More recently, the brothers have become major players in disaster recovery.
It began when Alabamabased DRC Emergency Services subcontracted with Sullivan Land Services to remove debris from cruise ship terminals at the Port of Galveston after Hurricane Ike in 2008.
SLS went on to build homes in Haiti after a 2010 earthquake and won a contract to help rebuild New York City after Superstorm Sandy in 2012. Four years later, the Sullivans acquired DRC Emergency Services.
Since the acquisition, DRC has won millions of dollars in contracts to perform debris cleanup after storms and hurricanes in Louisiana, Florida and Texas, including Houston and Harris County after Hurricane Harvey.
Sullivan Land Services won a $375 million contract from the Federal Emergency Management Agency to build homes in Puerto Rico after Hurricane Maria, and it successfully lobbied officials in New York in March and April for a $20.8 million nobid emergency contract to build a field hospital in Brooklyn for COVID-19 patients.
Dewight Dopslauf, a purchasing agent for Harris County, said DRC is one of “the most qualified” debris removal companies in the country.
“There’s only a handful of decent (disaster recovery) companies out there that have actually done the work,” he said. “And they’ve worked with us several times, throughout different disasters. They have the ability to … bring in more assets when we needed them.”
Companies that compete for state business frequently give money to Texas politicians involved in contracting decisions, which is allowed under state law.
The Austin-american Statesman reported in 2018 that Sullivan Land Services was one of 12 companies that had donated to Bush, the Texas land commissioner. The three brothers also contributed $16,875 to Bush from 2013 through 2017. The company has won four Harvey-related contracts from the Texas General Land Office totaling $23.6 million.
Since 2017, federal campaign finance reports show, the three Sullivan brothers have donated $84,741 to Republican candidates, including more than $22,000 to Cornyn and nearly $20,000 to Gop-backed political committees.
Forbes estimated in 2019 that the Sullivans had collected $1 billion in revenue from government contracts in recent years.
Misconduct alleged
The whistleblower complaint against Sullivan Land Services and Ultimate Concrete of El Paso was filed in the Southern District of California in February 2020 and focuses on the summer of 2019.
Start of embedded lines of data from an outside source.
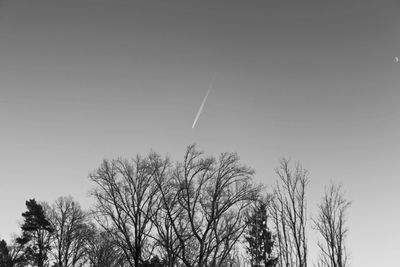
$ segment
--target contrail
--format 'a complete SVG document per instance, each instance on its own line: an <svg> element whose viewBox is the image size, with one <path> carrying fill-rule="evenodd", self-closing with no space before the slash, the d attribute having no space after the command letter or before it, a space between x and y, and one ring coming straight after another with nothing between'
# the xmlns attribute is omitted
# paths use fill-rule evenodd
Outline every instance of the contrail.
<svg viewBox="0 0 400 267"><path fill-rule="evenodd" d="M197 123L197 120L198 120L199 117L200 117L200 113L201 113L201 111L203 110L204 104L206 103L208 94L210 93L210 91L211 91L211 89L212 89L212 87L213 87L214 80L215 80L215 75L214 75L214 78L212 79L212 81L211 81L211 83L210 83L210 87L208 87L208 90L207 90L206 96L205 96L204 99L203 99L203 102L201 102L199 111L197 111L196 118L194 118L194 122L193 122L193 125L192 125L192 129L194 128L194 126L195 126L196 123Z"/></svg>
As a prime contractor on a border wall project near Imperial Beach, Calif., SLS was responsible for hiring subcontractors for design, construction and security under a $144 million federal contract. According to the complaint, Ultimate Concrete used taxpayer dollars to illegally hire armed Mexicans to provide security for the project.
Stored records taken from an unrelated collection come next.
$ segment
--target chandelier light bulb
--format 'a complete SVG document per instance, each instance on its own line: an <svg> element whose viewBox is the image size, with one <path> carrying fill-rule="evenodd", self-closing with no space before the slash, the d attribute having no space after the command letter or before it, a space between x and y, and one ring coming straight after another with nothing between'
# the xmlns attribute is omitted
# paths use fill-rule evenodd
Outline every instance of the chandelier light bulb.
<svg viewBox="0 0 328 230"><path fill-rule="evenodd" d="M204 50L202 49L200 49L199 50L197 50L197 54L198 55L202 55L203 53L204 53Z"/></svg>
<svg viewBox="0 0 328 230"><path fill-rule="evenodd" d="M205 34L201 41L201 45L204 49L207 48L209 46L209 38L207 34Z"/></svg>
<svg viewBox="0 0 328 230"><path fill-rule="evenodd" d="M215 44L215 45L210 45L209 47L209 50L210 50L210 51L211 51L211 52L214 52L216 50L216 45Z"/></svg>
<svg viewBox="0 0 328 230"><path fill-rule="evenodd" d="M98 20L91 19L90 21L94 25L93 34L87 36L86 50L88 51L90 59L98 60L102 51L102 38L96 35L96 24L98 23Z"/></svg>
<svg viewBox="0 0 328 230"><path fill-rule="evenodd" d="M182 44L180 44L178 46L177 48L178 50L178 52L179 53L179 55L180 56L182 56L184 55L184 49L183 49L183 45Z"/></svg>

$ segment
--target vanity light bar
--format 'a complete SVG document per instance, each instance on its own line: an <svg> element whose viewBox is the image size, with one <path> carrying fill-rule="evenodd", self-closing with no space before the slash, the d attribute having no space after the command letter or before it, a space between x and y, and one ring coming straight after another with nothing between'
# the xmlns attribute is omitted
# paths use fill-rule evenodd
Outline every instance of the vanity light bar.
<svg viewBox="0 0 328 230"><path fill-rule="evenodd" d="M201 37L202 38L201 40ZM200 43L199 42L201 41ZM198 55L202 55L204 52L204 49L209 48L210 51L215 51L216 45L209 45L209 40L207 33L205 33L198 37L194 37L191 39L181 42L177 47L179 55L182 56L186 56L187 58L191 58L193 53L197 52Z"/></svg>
The suit asserts that the scheme was uncovered by a former deputy sheriff in San Diego County and an EX-FBI special agent who worked for security companies hired by SLS.
The complaint says the two whistleblowers were rebuked by an SLS project manager after reporting on the illegal security practices, as well as on a gunfight that broke out on the U.S. side of the border between Mexican security guards and Mexican nationals attempting to steal from wall construction sites.
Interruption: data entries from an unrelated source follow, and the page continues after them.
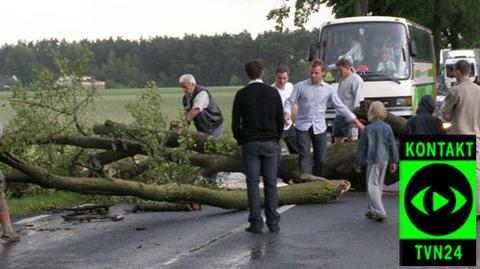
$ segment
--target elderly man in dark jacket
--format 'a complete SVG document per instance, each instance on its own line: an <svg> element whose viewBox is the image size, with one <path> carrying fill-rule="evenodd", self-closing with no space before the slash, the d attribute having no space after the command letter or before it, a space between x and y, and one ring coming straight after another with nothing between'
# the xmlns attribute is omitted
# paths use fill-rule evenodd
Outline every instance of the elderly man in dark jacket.
<svg viewBox="0 0 480 269"><path fill-rule="evenodd" d="M433 116L435 103L431 95L424 95L420 99L417 115L407 121L407 134L439 135L445 134L442 121Z"/></svg>

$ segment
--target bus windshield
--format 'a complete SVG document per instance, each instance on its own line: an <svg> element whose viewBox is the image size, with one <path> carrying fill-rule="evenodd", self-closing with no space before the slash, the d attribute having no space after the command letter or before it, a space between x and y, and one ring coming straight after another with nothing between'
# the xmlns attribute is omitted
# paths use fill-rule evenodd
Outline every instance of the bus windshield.
<svg viewBox="0 0 480 269"><path fill-rule="evenodd" d="M338 74L335 64L349 60L365 81L408 79L406 27L394 22L361 22L327 25L320 37L320 57L325 62L327 82ZM331 72L329 72L331 71Z"/></svg>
One of the whistleblowers alleges in the complaint that Chris Lankford, federal division president for SLS, and Jesse Guzman, president of Ultimate Concrete, acknowledged they were aware of the Mexican guards working for them.
The whistleblowers said at least one unidentified Army Corps of Engineers supervisor, who later stepped down, also was aware of the operation.
The day after the gunfight, one of the whistleblowers contacted the FBI. Several months later, in October 2019, the SLS project manager informed one whistleblower that he had been fired and should no longer communicate with the other whistleblower, according to the complaint. Ten days later, the other whistleblower met with Lankford, who fired him.
Both whistleblowers are seeking damages and civil penalties.
The Imperial Beach wall replacement was completed in 2019. The Sullivans’ work on the border wall continues in Texas, California and New Mexico. The work is scheduled to be completed this year.